Alatriste ni siquiera se entretuvo en reflexionar sobre si su compañero estaba con los otros, o de su parte. Más adelante habría tiempo para eso, si lograba mantenerse vivo. Al instante corría por la plazuela de la Canónica buscando el reparo de la oscuridad de las calles cercanas. Había tirado al suelo la pistola descargada, y para ir más ligero cortó con la daga los cordones que sujetaban la capa, dejándola atrás. Oía gritos y pasos precipitados que le iban a la zaga: no sabía si se trataba de gente de Faliero o era Malatesta, ni tampoco si éste huía como él o formaba parte de la jauría perseguidora.

De cualquier modo, descartó la posibilidad de empuñar otra de las dos pistolas que aún llevaba al cinto, volverse a medias y largar un segundo pistoletazo. Eso le haría perder un tiempo precioso, y lo principal era repararse en las sombras intentando despistar a quien lo persiguiera. En el momento de alcanzar el primer callejón oyó rumor de voces y arcabuzazos lejanos, al otro lado de San Marcos: el pobre Manuel Martinho de Arcada y su gente —pensó en ellos de manera fugaz, antes de olvidarlos— estaban siendo exterminados en la puerta misma del palacio ducal.

Se detuvo un instante al otro lado del soportal, mirando a un lado y a otro mientras procuraba conservar la calma y orientarse. Enfundó la daga, pensando en lo más urgente. Tenía el plano de Venecia grabado en la cabeza, aunque en aquella compleja ciudad, y a oscuras, eso no garantizaba nada. La idea era mantenerse en torno a la parte oriental de la plaza de San Marcos, caminando siempre a la izquierda: cinco puentes sobre cinco canales pequeños antes de llegar al canal grande; al lugar donde, en principio —ya no estaba seguro de nada—, debía esperar una góndola para llevarlos a Malatesta y a él al otro lado; al escuero donde —ésa era otra suposición aventurada aquella noche— los embarcaría el contrabandista Paoluccio Malombra.

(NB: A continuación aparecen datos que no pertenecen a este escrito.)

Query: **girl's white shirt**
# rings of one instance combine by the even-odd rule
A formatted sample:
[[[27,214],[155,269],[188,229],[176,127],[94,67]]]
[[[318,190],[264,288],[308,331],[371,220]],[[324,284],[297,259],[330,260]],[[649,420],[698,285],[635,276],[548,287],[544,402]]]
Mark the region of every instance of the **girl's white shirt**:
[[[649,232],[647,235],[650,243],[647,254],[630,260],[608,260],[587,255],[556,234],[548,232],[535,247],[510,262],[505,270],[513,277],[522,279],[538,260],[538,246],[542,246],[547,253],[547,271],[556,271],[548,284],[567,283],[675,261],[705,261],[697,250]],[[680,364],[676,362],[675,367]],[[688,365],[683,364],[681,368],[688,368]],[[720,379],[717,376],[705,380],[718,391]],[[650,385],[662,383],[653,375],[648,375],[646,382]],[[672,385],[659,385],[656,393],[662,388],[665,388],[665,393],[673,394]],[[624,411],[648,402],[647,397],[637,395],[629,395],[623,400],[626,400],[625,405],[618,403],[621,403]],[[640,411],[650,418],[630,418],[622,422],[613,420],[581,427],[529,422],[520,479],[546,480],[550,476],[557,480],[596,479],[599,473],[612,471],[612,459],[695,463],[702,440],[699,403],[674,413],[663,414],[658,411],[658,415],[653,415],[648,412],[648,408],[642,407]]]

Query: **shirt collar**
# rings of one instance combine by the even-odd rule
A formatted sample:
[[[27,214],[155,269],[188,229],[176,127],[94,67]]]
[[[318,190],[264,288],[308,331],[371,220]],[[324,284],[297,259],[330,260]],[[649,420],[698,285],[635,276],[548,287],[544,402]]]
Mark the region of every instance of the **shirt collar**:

Volvióse de pronto, alertado por ruido de pasos rápidos al otro extremo del soportal. No vio a nadie, pero convenía tenerlos en respeto, fueran quienes fuesen. Así que empuñó una de las pistolas, apuntó en esa dirección, cerró los ojos para no deslumbrarse con el fogonazo y disparó un tiro.

Luego, sin comprobar los resultados, dejó caer el arma y echó de nuevo a correr. Cruzando un puente para embocar la calle que estaba a la izquierda, vio aparecer en una ventana con luz el rostro de un vecino asustado por el disparo, que se retiró de inmediato al verlo pasar como un fantasma. Corría Alatriste a lo soldado, con paso ligero, procurando mantener un ritmo soportable y sin forzarse mucho, atento a no ser blanco fijo para tiros de pólvora y a no resbalar en la nieve pisoteada y romperse algo. Sobre los aleros de los tejados que casi se tocaban en las calles estrechas, el cielo seguía negro y cerrado, sin rastro de luna. Por suerte, el tapiz blanco del suelo, resaltando los objetos y los contornos, ayudaba a orientarse. Pasado el segundo puente se detuvo otra vez recobrando resuello, al acecho de posibles perseguidores; pero esta vez el silencio era absoluto. Al reparo de las casas, el aire estaba inmóvil, sin soplo de brisa. Se quitó del cuello la gola de acero, arrojándola al agua, y aguardó hasta serenar un poco los latidos desbocados del corazón. Pese a que no llevaba capa —también había perdido el sombrero en la carrera—, el esfuerzo lo hacía sudar: notaba empapada la camisa bajo el coleto de piel de búfalo. Al respirar, el frío condensaba su aliento en bocanadas tan densas que parecían humo de tabaco.